That, at least, is what should be his castle.
It always was a vain boast to say an Englishman's home is his castle - but it was so to a much greater extent in the past than it has been over recent decades - and especially in the past year.
What this unpacks to mean is that the free Englishman can do what he wants within his house - implicitly, so long as this is not illegal or immoral. Maybe this remains true in a legalistic sense; but now everything/anything is potentially illegal and the morality is inverted so that what was immoral is currently valorized while many virtues are redefined as wicked.
Consequently, we are all - to a considerable and increasing extent - slaves; in that we do not 'own' our-selves. Like serfs we are not permitted to travel. Like slaves we must do as our Masters say; and must not even speak anything against our Masters - on pain of punishments that escalate by the month.
Yet what we can and must do is retain our discernment; that is, our independent evaluation of what is good and evil, right and wrong.
Our thoughts Just Are Free, and (for a Christian), ultimately (i.e. over the long-term of eternity), our thoughts matter more than our actions: how we choose to judge, what we choose to think, is of greater consequences than what we are compelled to do physically.
This is a heavy responsibility and a difficult challenge; since we tend to align our discernment and thinking with our actions; in order to 'justify' what we have-done.
This has to stop! For the sake of our immortal souls.
We need to stop justifying what we do, and be ready to discern and repent the many wrong actions we will, inevitably, make.
The Good News is that this will suffice, it is enough for salvation, and resurrection into Heavenly Life Eternal - and that should be sufficient inducement.
In many ways we (here and now) have it easy! We are not expected to attain the heroic activities of the great saints; 'merely' to see though to the reality, and acknowledge its true validity.
But it turns-out to be difficult even to do this, for most people. Yet that is what they absolutely need to do: it is the Task of These Times.
It is why we are here.
Bruce, how can we be make sure our thoughts are free i.e. how can we break free of the Brave New World conditioning?
@Jonathan - Take care how you frame your question!
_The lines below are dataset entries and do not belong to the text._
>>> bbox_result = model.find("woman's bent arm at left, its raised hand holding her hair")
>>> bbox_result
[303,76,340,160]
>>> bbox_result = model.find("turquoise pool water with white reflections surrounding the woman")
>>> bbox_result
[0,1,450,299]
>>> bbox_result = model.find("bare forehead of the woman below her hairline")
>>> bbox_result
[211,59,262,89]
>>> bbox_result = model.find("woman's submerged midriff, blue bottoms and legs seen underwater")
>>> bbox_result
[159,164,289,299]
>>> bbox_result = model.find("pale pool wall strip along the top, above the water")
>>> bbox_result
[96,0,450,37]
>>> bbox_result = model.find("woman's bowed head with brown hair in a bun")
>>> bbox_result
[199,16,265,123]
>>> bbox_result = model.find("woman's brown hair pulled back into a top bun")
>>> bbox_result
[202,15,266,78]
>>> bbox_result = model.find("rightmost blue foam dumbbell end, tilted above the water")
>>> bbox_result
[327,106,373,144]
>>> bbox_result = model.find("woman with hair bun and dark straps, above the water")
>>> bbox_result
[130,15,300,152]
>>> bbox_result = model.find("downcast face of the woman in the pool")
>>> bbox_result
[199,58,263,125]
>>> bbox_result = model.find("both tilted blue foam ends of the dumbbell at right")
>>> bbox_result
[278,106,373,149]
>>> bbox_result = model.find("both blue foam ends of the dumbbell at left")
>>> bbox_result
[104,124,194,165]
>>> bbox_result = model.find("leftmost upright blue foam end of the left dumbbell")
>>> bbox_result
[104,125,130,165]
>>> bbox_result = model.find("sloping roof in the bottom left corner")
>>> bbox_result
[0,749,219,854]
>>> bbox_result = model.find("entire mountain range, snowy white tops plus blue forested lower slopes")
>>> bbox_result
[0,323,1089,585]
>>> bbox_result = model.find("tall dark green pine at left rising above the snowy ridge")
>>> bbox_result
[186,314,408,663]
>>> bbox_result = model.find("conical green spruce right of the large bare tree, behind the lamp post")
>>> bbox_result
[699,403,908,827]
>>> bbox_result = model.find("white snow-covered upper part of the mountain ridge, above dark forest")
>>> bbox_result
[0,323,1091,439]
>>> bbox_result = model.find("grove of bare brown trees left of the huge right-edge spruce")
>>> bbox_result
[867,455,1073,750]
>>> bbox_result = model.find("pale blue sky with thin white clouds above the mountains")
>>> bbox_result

You seem to be asking here for an external formula for validation of what is the bottom line validation of intuition or direct knowing.
Free thinking of the real (and divine) Self cannot be validated by any other thing - or else it is not free.
So the answer comes to each individually, from a clarification of false assumptions. But this is the divine within us, it is that of us which is eternal - and every person is capable of it; and most people will actually be doing it (sometimes) so it is more a question of recognizing and valuing it, when it happens.
If you word search intuition, direct knowing, and heart thinking on this blog, it *may* help; or (and this is a tough assignment) read Rudolf Steiner's Philosophy of Freedom, perhaps along with his book Truth and Knowledge and a supplementary collection of his writing by Otto Palmer called 'Rudolf Steiner on his book The Philosophy of Freedom'. Or, if it suits you better, you might try reading William Arkle's A Geography of Consciousness - but again that is a tough read. Or Owen Barfield's What Coleridge Thought - again dense and difficult.
The thing itself is utterly simple, but writing *about* it is very difficult! But honest enquiry cannot help but reveal it.
In George Orwell's 1984 Winston knew that his only means of survival in the midst of the madness was his own discernment (of the true facts)...and this sadly did not stand up to his own fear of pain (the rats). I wonder how many of us will be able to go through our worst physical and emotional fears in order to keep our discernment intact?
@jas - The difference is repentance. Orwell was not a Christian (at least, not in writing 1984). If a Christian can hold onto that fact, then no matter what he does through intimidation or his own weakness; then it can be wiped away by repentance and the love of Jesus Christ.
As I have often said; a slave can be made to *do* anything on pain of torment or death; yet a slave may be a Christian. It is a choice.
Of course, a martyr may accept pain or death rather than do that which is contrary to his faith; and that is a higher path with (I assume) a special reward/ outcome - e.g. to be a saint. But one does not need to be a saint to be a Christian.
Thank you Bruce, that helps.
Very interesting points about 1984 also. Orwell said about That Hideous Strength that "Mr. Lewis appears to believe in the existence of such spirits, and of benevolent ones as well. He is entitled to his beliefs, but they weaken his story, not only because they offend the average reader’s sense of probability but because in effect they decide the issue in advance. When one is told that God and the Devil are in conflict one always knows which side is going to win. The whole drama of the struggle against evil lies in the fact that one does not have supernatural aid."
But precisely because Orwell denies God in 1984, he also makes it impossible for Winston's side to win ('Do you believe in God, Winston?'
'Then what is it, this principle that will defeat us?'
'I don't know. The spirit of Man.')
Deep inside Orwell knew that it is a war that cannot be won without God.
Knowing that God wins in the end doesn't destroy the drama. The drama revolves around "And how many is the Devil going to take down with him?"
@AD - Yes God wins, in the sense that there is Heaven and it is eternal.
But the open and active question is who, and how many, will choose resurrected life in Heaven - and how many will choose their own damnation.